VI – Cláusula que estabelece inversão do ônus da prova em prejuízo do consumidor. o inciso VI do art. 51 do CDC está relacionado com o art. 6º, VIII, do CDC, que estabelece, como direito básico do consumidor, a facilitação da defesa de seus direitos, inclusive com a inversão do ônus da prova, a seu favor, no processo civil, quando, a critério do juiz, for verossímil a alegação ou quando for ele hipossuficiente, segundo as regras ordinárias de experiências.
VII – Cláusula que estabelece a arbitragem compulsória. O CDC não veda que haja resolução do conflito consumerista por meio de arbitragem, mas veda que arbitragem seja imposta ao consumidor.
VIII – Cláusula que imponha representante. O CDC veda a chamada cláusula-mandato, que se verifica, notadamente, nos contratos bancários. Vedam-se, assim, cláusulas que imponham representante para concluir ou realizar outro negócio jurídico pelo consumidor.
IX – Cláusula que permite a critério do fornecedor concluir ou não contrato. O CDC veda cláusulas que deixem ao fornecedor a opção de concluir ou não o contrato, embora obrigando o consumido.
X – Cláusula que permite alteração unilateral do preço. O CDC veda cláusulas que permitem ao fornecedor alterar unilateralmente o preço do produto ou do serviço, direta ou indiretamente.

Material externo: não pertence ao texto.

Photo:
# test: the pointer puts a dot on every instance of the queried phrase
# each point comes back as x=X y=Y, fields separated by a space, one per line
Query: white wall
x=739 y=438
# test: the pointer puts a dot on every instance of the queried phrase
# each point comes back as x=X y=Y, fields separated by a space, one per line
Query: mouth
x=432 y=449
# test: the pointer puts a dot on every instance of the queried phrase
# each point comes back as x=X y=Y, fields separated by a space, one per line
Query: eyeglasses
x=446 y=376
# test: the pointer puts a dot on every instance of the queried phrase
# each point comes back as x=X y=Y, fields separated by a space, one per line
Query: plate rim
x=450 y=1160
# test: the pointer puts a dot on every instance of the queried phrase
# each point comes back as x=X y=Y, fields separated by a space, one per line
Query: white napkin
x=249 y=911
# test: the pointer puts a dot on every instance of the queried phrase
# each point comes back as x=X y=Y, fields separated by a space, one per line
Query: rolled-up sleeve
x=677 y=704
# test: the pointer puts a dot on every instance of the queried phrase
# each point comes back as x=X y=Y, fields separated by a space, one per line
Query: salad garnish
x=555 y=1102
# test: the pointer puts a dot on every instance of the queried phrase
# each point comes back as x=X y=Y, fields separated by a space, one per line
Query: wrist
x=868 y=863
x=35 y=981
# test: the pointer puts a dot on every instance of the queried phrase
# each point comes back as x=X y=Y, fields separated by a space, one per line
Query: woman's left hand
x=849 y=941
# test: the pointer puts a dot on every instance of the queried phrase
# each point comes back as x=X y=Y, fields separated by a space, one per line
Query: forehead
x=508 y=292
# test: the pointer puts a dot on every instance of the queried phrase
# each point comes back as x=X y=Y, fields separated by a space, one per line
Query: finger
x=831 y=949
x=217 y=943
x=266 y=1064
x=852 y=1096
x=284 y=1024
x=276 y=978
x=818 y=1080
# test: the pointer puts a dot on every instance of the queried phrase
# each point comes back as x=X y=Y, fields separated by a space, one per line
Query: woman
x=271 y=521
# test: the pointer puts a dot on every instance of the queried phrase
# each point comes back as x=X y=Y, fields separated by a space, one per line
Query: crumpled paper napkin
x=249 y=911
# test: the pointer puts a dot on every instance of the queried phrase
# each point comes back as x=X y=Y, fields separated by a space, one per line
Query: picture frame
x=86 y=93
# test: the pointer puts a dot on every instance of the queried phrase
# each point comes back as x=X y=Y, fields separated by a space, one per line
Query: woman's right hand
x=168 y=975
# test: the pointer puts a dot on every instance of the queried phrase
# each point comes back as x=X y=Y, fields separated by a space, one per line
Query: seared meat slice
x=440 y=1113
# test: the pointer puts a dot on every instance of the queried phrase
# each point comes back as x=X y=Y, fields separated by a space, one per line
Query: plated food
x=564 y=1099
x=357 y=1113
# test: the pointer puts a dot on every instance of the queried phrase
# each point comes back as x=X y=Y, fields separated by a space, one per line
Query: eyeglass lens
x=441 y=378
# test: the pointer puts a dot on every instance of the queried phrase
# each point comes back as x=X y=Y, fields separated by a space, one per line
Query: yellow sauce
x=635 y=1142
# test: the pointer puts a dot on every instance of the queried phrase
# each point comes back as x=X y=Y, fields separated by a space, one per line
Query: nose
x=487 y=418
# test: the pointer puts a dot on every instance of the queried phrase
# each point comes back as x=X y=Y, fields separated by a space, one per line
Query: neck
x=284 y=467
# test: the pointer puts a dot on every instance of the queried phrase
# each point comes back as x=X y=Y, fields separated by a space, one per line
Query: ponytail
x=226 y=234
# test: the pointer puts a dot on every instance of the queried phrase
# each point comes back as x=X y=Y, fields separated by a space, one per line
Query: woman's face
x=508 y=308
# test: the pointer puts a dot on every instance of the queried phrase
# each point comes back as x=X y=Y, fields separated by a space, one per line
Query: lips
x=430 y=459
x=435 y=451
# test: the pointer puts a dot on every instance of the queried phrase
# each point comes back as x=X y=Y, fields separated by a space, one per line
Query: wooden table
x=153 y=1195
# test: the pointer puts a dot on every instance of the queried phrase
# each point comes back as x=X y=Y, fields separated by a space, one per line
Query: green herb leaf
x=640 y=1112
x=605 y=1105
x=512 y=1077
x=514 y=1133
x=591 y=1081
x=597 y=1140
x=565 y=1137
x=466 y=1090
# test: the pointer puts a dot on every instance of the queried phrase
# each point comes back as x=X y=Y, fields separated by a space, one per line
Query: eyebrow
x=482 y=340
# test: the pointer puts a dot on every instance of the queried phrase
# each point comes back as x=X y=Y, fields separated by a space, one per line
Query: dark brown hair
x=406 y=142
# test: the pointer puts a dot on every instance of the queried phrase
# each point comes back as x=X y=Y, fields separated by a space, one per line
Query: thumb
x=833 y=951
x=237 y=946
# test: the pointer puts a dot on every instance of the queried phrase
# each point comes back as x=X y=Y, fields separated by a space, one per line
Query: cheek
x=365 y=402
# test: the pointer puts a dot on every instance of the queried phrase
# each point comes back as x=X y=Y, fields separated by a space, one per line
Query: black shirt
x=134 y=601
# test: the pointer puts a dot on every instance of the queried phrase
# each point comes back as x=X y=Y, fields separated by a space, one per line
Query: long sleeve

XI – Cláusula que autoriza o cancelamento unilateral do contrato. O CDC veda cláusulas que autorizem o fornecedor a cancelar o contrato unilateralmente, sem que igual direito seja conferido ao consumidor. Esse dispositivo veda a resilição unilateral pelo fornecedor, notadamente, em contratos cuja execução se estenda no tempo, como os contratos de plano de saúde.
XII – Cláusula que obriga o ressarcimento unilateral do contrato. O CDC veda cláusulas que obriguem o consumidor a ressarcir os custos de cobrança de sua obrigação, sem que igual direito lhe seja conferido contra o fornecedor.
XIII – Cláusula que autoriza a modificação unilateral do contrato. O CDC veda cláusulas que autorizem o fornecedor a modificar unilateralmente o conteúdo ou a qualidade do contrato, após sua celebração. As alterações contratuais devem ser feitas por manifestações expressas do consumidor e do fornecedor.
XIV – Cláusula que viole normas ambientais. O CDC veda cláusulas que possa violar o meio ambiente, que deve ser entendido de forma ampla, devendo abranger, por exemplo, os meios ambientes natural, cultural e do trabalho.
XV – Cláusula que esteja em desacordo com o sistema de proteção ao consumidor.
XVI – Cláusula que possibilita a renúncia do direito de indenização por benfeitorias necessárias.